Patients develop this disorder due to premature closure of the growth plate in the affected metatarsal while the surrounding metatarsals continue to grow at a normal rate. The premature growth arrest can be congenital (something that we’re born with) or acquired throughout childhood. Congenital disorders that tend to lend themselves to brachymetatarsia include Down’s Syndrome, Turner’s Syndrome or bone enlargement. The most commonly acquired causes of ‘brachymet’ include trauma to the growth plate or infection both of which also arrest growth in the bone.

Most commonly, the 4th metatarsal is affected, and patients usually know something isn’t right, not by the symptoms they experience, but simply by the appearance of their foot. Their primary complaint upon presentation to a Podiatrist is that their toe “looks funny!” They may relay symptoms of calluses with associated pain beneath the adjacent metatarsals, a dorsal corn on the affected toe that rubs with shoe-wear, or contractures of both the affected digit and the surrounding digits. However, the conversation always leads back to the look of the toe. That is, their primary concern is cosmesis!

After x-ray evaluation, your Podiatrist will determine how short the metatarsal is in relation to the adjacent metatarsals, and although the number in millimeters doesn’t mean much to you as the patient, it means a lot in terms of how your Podiatrist can correct for this abnormality, should you opt for surgical correction.

Conservative options for Brachymetatarsia only treat the associated symptoms and will not treat the look of the digit. Options for treating the associated symptoms include padding, orthotics and trimming of corns and calluses associated with the deformity. However, since the primary patient complaint is the appearance of the digit, it is common that the patient selects surgical intervention.

In terms of surgical intervention, there are two choices: one-stage lengthening of the metatarsal vs. gradual lengthening of the metatarsal. One-stage lengthening involves a surgical break of the bone with insertion of bone bank bone into the defect. This will achieve lengthening of the metatarsal in one stage, but does have complications that involve compromise of the nerves and blood vessels surrounding the digit. Gradual lengthening of the metatarsal also involves a surgical break of the metatarsal bone, but rather than filling the defect, a distraction device is applied to the foot. Over a period of several weeks the distraction device is turned so as to lengthen the area of defect, allowing the body to make its own bone.

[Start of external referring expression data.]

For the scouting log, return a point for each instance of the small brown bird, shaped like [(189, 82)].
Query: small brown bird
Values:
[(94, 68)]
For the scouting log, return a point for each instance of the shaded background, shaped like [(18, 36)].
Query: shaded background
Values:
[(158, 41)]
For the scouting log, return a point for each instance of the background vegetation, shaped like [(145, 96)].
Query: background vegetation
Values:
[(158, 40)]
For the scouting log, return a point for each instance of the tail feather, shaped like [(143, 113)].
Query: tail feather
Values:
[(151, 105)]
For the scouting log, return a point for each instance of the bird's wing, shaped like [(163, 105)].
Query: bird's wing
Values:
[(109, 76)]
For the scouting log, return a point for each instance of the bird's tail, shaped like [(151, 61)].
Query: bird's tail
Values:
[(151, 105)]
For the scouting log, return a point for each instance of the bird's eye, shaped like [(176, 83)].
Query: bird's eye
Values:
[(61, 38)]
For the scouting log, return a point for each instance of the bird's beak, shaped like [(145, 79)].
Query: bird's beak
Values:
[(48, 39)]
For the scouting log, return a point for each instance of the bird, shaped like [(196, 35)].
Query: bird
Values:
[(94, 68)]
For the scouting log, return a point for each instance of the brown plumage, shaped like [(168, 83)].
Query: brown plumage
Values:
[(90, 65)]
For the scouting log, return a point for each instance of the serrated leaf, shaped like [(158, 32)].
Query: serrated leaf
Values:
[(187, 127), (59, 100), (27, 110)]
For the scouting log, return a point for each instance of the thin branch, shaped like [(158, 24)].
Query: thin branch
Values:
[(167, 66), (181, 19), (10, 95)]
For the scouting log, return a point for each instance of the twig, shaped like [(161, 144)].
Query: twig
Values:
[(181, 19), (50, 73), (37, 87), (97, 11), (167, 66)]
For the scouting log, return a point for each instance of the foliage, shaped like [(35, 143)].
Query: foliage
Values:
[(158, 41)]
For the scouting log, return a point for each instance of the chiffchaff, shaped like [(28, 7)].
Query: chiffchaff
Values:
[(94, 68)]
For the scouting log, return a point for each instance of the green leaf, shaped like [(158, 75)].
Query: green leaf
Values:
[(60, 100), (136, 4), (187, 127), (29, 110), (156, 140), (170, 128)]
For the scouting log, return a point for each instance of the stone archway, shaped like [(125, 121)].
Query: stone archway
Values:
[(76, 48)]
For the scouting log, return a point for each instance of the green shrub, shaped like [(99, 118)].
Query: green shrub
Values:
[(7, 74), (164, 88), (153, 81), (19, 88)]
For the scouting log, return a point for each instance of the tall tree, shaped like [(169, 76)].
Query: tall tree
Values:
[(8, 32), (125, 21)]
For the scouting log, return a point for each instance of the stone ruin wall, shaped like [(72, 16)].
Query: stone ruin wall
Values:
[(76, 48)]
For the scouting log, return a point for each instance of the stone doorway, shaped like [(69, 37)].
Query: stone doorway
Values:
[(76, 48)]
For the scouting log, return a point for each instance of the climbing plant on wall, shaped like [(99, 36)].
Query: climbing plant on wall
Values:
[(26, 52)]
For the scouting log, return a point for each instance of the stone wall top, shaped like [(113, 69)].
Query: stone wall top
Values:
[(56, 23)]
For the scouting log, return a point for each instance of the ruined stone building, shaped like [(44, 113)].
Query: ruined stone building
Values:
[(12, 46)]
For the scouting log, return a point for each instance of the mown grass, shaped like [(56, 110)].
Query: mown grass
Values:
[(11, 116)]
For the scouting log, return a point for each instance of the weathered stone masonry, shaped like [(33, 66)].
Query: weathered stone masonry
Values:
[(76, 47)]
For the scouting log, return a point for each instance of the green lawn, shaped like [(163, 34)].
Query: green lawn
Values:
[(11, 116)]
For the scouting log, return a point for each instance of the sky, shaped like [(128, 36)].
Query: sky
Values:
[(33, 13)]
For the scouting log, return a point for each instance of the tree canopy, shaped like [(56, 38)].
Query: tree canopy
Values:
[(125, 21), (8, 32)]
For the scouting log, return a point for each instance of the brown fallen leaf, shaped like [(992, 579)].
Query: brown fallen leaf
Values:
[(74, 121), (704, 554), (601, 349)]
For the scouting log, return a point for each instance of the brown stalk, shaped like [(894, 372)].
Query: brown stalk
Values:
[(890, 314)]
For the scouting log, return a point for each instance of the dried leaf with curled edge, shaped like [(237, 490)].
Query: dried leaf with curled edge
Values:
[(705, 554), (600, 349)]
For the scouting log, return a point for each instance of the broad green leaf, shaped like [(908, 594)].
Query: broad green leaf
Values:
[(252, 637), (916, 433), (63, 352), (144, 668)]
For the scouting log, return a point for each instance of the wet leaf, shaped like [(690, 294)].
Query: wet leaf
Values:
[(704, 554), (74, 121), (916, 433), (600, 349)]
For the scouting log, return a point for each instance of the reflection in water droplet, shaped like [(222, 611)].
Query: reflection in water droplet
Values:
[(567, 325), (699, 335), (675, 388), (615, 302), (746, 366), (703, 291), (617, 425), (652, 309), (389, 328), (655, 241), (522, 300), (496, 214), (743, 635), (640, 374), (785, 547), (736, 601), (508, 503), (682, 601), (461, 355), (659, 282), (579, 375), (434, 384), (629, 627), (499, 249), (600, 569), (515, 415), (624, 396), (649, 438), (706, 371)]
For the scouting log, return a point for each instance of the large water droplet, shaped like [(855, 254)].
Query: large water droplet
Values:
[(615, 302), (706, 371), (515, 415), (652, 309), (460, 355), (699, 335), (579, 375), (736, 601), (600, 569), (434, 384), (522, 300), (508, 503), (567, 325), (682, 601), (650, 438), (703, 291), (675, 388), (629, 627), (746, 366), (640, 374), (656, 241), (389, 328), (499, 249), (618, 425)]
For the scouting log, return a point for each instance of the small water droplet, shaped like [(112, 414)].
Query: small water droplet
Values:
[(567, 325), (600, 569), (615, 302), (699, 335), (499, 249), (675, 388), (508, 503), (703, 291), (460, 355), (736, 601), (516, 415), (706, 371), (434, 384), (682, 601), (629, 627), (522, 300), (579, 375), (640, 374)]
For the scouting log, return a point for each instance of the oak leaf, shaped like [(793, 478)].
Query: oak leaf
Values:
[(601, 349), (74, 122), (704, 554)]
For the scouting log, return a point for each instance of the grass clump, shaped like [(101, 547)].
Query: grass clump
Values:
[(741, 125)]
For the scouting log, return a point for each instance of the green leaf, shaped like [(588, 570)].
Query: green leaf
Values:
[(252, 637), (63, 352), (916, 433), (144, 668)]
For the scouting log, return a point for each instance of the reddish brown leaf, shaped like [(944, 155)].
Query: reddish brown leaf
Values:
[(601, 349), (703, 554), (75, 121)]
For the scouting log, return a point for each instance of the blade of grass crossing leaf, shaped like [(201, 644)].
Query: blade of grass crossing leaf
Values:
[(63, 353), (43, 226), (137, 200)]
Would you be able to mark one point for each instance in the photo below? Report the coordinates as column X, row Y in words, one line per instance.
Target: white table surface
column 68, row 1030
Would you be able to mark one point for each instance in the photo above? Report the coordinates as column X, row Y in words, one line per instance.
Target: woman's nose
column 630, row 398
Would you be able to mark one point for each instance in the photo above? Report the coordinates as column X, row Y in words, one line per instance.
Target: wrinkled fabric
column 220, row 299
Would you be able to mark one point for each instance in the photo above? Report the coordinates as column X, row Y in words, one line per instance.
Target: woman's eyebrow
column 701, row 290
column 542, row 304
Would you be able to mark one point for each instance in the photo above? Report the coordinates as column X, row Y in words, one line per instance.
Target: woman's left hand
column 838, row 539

The healing process in gradual lengthening does take longer but limits the risk to the surrounding nerves and vessels.

Your Podiatrist will recommend the surgical procedure that will work best for your case, with regards to the amount of lengthening required and your postoperative weight-bearing limitations. Keep in mind, however, that with any surgical procedure, although you will lengthen the toe and improve the overall alignment of the foot, you will have a scar on the top of the foot. Careful consideration, before opting for surgical correction for your Brachymetatarsia, is necessary and it is a decision that should not be taken lightly.